In the picture’s scenario, set just a calendar page or two ahead of our own, the birthrate has dropped to zero, as if a mysterious worldwide plague of infertility were the inevitable by-product of societal rot. (A five-man team is credited with wrestling a script from the story, broadly based on the book by best-selling author P.D. James.) Apathy has led to privation, which in turn has led to conflagrations of lawlessness, even in Britain. And Britain has fared better than the rest of the crap world only by wielding a big militaristic stick to keep a semblance of order; the illegal refugees pouring into England are rounded up like — well, like those in images transmitted to us from any number of the world’s current misery sites. Violence and terrorism are all the more disturbing for being so matter-of-fact. With no future to live for, the present will not hold.
In such a dead zone, Theo (Clive Owen), a callous bureaucrat who would have prospered in Brazil (and no one dedicates his good looks to the service of brutish characters better than Owen), just happens to cheat death when a bomb goes off at the crummy joint where he has picked up his morning coffee.

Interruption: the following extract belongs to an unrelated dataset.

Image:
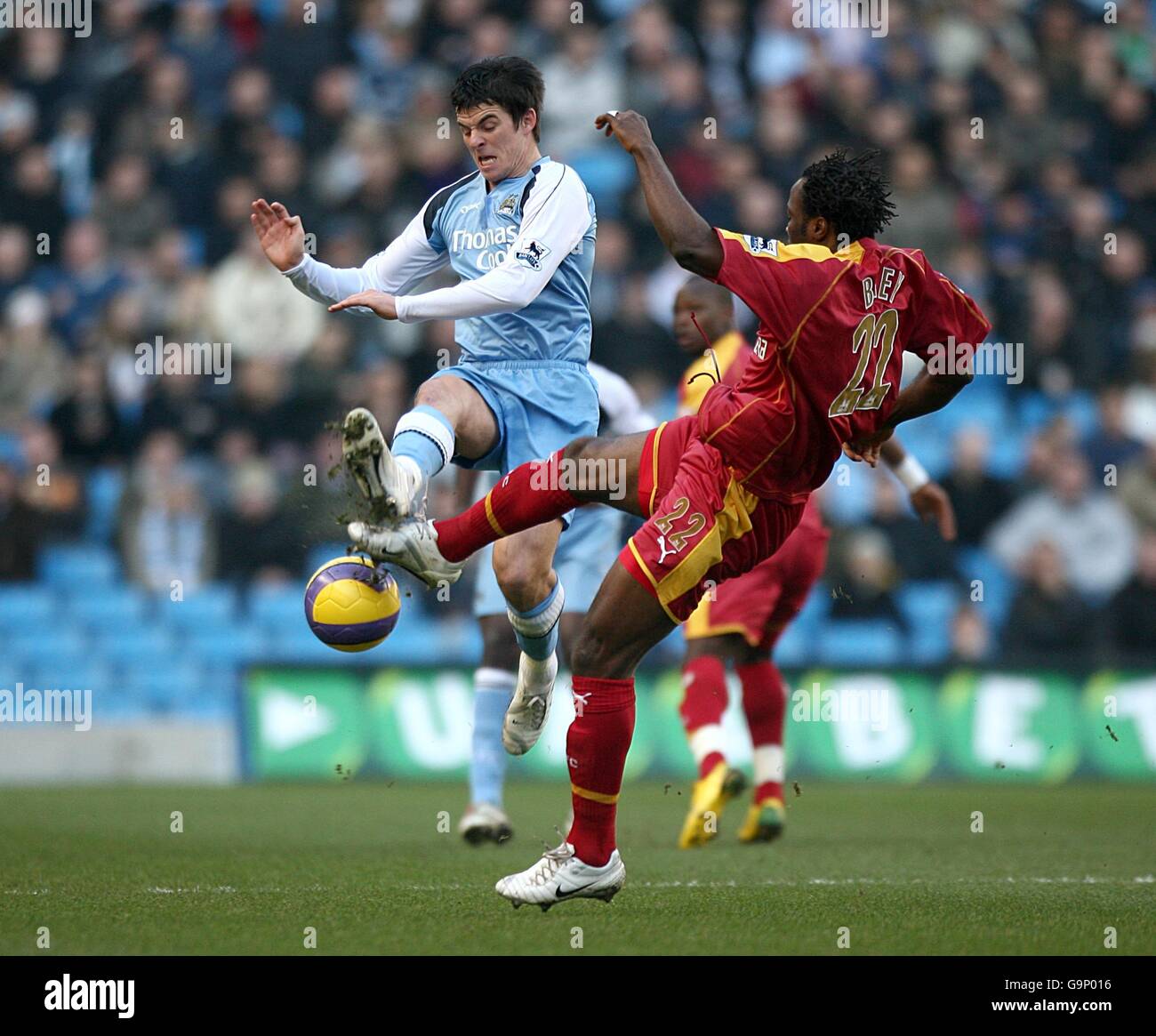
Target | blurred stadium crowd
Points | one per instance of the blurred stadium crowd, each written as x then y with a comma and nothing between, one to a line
1020,142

Once Theo was an activist who fought the good fight alongside his lover, Julian (Julianne Moore, again dedicating her elegant delicacy of gesture to the service of a chilly tale). But while Julian continues her underground activities on behalf of revolution (her fellow anarchists call themselves the Fishes, as they swim against the current), Theo has long since given up, settling for thick-skinned cynicism as a defense against despair, relieved only by occasional visits (and drug binges) with an old hippie friend (Michael Caine, a gas in Jesus hair).
All that begins to change, though, with a request, just this side of a bribe, from Julian and her compadres, for Theo’s assistance in spiriting one particular refugee out of the country. Because the young ”fugee” woman called Kee (newcomer Clare-Hope Ashitey) is key indeed: She’s pregnant, a modern-day Madonna ripe with the possibility of the planet’s first new human life in 18 years. And so Theo, who sticks his neck out for no one, becomes involved, and like Rick in Casablanca, helps obtain precious letters of transit to a new tomorrow.
There’s certainly a flash of George Orwell and a glint of Blade Runner in such glitteringly downbeat prognostications. But what sets the picture apart from its poli-sci-fi forebears is Cuarón’s unique, full-throttle storytelling talent for blending propulsiveness of staging and seriousness of political content into one urgent piece; there’s no gap between entertainment and art, no lulls to make room for flights of philosophy. With audacious cinematography by Emmanuel Lubezki (The New World) and production design by Geoffrey Kirkland and Jim Clay, Children of Men is never so reassuringly out there in the future that we can comfortably ignore its anxious, relevant nowness. My biggest movie-loving anxiety these days is that this great, dark specimen of fine 2006 filmmaking will be lost too soon in the jumble of last year’s more classifiable classy fare.